野球 【不動大地視点】
●不動大地
兄ちゃんが野球に目覚めたみたいじゃのう。
熱心に研究しとる。
外国人投手の真似をしちょるみたいじゃの。
兄ちゃんが真似してたのは、こないな感じ……。違うの。
……こうかの?
体がガクガクするの。
なしてこないなボールの投げ方しよう思ったんじゃ?
普通に投げたほうが、遠くまで飛ぶじゃろ。
「なんじゃ、イソベ」
イソベが遊んどると勘違いして飛び掛かってきよる。
球投げようとしちょるとは思えんのじゃろな。
「散歩行くか。イソベ」
嬉しそうに尻尾を振るイソベにリードを付けて外に出る。
いい天気じゃ。富士山がよう見える。
今日は湖まで行こうかのぅ。今日こそイソベより速く走っちゃる。イソベも楽しそうじゃ。

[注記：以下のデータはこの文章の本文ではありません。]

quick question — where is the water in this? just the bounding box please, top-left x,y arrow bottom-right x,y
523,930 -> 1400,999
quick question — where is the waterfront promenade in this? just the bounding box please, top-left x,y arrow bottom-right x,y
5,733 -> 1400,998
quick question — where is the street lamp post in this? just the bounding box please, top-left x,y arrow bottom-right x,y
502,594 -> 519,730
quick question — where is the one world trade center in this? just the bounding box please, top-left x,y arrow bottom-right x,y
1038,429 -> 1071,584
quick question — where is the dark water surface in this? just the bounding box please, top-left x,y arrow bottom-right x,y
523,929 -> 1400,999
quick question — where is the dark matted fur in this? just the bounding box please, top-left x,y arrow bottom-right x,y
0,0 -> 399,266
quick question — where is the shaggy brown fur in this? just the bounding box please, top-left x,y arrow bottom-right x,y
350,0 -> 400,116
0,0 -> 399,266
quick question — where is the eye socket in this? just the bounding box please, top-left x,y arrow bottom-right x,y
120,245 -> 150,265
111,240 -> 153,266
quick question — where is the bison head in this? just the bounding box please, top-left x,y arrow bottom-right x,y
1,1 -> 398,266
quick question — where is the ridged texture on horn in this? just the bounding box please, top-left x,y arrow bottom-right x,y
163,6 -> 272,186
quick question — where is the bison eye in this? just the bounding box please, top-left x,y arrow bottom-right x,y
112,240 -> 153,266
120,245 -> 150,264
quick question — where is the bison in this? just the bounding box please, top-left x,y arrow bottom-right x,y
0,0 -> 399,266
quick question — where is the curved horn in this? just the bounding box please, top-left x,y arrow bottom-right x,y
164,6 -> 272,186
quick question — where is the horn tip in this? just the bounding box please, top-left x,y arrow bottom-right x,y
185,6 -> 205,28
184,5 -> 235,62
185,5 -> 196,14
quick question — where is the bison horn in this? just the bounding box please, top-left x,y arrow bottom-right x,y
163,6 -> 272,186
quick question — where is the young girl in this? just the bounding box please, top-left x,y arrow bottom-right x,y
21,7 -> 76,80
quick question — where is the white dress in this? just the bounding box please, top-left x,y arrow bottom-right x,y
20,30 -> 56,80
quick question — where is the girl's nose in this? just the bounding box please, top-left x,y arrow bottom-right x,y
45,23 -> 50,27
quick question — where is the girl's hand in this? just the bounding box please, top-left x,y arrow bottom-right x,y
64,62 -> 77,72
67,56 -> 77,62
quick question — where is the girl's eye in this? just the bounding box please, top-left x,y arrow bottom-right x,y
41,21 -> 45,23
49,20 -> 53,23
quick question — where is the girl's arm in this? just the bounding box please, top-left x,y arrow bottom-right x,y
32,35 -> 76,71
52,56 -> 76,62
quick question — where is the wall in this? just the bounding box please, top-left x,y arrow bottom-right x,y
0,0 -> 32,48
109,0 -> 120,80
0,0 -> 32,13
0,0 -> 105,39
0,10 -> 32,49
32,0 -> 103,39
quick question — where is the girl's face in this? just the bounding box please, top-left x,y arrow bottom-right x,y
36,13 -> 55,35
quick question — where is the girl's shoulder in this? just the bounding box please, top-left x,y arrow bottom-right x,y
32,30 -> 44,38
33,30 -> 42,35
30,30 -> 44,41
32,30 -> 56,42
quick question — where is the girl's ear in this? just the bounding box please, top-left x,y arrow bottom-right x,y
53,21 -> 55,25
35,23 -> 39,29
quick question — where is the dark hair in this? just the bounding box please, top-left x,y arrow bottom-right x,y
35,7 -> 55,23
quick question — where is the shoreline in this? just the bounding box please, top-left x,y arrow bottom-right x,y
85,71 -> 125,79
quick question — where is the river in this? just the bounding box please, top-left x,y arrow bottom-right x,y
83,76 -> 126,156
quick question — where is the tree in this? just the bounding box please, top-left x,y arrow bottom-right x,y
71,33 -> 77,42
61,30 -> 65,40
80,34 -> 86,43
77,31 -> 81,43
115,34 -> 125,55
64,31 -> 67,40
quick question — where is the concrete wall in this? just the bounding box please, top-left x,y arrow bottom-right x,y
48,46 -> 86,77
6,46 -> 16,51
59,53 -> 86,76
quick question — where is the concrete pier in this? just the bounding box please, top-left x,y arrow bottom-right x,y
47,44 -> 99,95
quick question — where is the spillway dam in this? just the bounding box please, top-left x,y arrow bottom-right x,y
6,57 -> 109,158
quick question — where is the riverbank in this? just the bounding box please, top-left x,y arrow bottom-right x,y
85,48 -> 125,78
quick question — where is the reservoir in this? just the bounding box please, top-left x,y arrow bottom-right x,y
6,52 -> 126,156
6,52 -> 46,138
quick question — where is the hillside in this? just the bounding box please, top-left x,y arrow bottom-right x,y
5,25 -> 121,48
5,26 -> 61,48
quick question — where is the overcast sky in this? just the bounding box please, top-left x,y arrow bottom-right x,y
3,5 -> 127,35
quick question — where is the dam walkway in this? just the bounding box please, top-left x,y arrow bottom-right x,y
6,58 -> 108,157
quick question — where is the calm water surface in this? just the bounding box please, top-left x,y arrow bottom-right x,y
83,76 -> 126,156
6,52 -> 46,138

兄ちゃん、やることなくて暇なんじゃろうなぁ。兄ちゃんはだらだらしとるの好きじゃないからの。
広島にいた時は、兄ちゃん、色々習い事して忙しそうにしとったしのう。
ピアノに英会話に水泳……、あとなんじゃったかのぅ?
友達もたくさんいたけえ、暇な時なんぞなかった。
山梨はワシにはええところじゃけんど、兄ちゃんには物足りんのじゃろうなぁ。
習い事もできんし、友達もおらんからのう。
「兄ちゃんの手伝いができるとええんやけどのう」
……ワシにできるのは球拾いくらいかのう。
球拾いをもっとうまくできるようになったら、役に立つかの?
キャッチしてすぐ返球すれば、兄ちゃんもすぐ投げられるけえ、練習もはかどるはずじゃ。
それにはワシが球を捕れるようにならんと。
それから返球もじゃ。兄ちゃんのところに届く球を投げられんかったら、走らんとあかんからの。時間かかって、練習にならん。けどのぉ、ワシの力じゃ遠くに飛ばんけえ。どうしたらええかのう。
「……兄ちゃんの真似すれば、遠くまで投げられるようになるんじゃろうか?」
あの投げ方で?
「兄ちゃんがやってることに間違いはないじゃろ」
兄ちゃんの真似すればええ。兄ちゃんも言ってたけえ。
そうすれば、兄ちゃんの役に立てる。